Fun Probability question (Craps) :)

[scresthop123]

Craps is a gambling game in which two dice are rolled and the numbers added. Meanwhile, players can place bets on the pass line or don't pass line.

First, the shooter makes a "come-out roll" with the intention of establishing a point. If the shooter's come-out rolle is a 2, 3 or 12 it is called "craps" (the shooter is said to "crap out"), and the round ends with players losing their pass lien bets. A come-out rolle of 7 or 11 is called a "natural," resulting ina win for pass line bets. If the point numbers 4, 5, 6, 8, 9, or 10 are rolled on teh come-out, this number becomes the "point" and the come-out roll isnow over. The shooter now continues rolling until the point number or a seven is rolled. If the shooter is successful in rolling the point number, the result is a win for the pass line. If the shooter rolls a seven (called a "seven-out"), the pass line loses.

Determine the probability of a win for the pass line bets.

Thanks all for your efforts.

 

[tutor_joel]

The most obvious way to do this problem, is knowing the odds of rolling certain numbers. I will explain in terms of the game as opposed to the classic stats calculation.

How many different combinations are there to roll? 6^2 = 36 ie. 1&1, 1&2, 2&1, 1&3, 3&1 etc...

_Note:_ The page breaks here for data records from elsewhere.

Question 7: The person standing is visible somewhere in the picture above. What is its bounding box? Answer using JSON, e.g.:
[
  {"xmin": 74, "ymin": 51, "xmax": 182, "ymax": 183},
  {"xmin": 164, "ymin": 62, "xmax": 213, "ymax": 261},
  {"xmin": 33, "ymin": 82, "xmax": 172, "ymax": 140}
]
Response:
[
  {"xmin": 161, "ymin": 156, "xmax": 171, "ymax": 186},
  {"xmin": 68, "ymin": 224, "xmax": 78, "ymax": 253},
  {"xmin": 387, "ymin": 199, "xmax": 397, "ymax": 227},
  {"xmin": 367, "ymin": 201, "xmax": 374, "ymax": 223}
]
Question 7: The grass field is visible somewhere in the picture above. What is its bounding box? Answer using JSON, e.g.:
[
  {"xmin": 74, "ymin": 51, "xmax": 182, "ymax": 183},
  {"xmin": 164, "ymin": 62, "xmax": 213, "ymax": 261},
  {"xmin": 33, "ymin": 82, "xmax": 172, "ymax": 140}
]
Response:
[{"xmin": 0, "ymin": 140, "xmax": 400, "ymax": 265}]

so, then ask yourself, what are the odds of rolling any given number? Say 7, there's 1&6, 6&1, 5&2, 2&5, 3&4, 4&3, so, there's 6 ways of rolling seven. How about eleven? only 2, 5&6 or 6&5. So, if there's 8 ways of winning on the come out roll and four ways of loosing, that means there's 36 - 12 ways to make a point. Then once you establish that point, what are the odds of crapping out? (rolling a seven)

do you see where I'm going with this?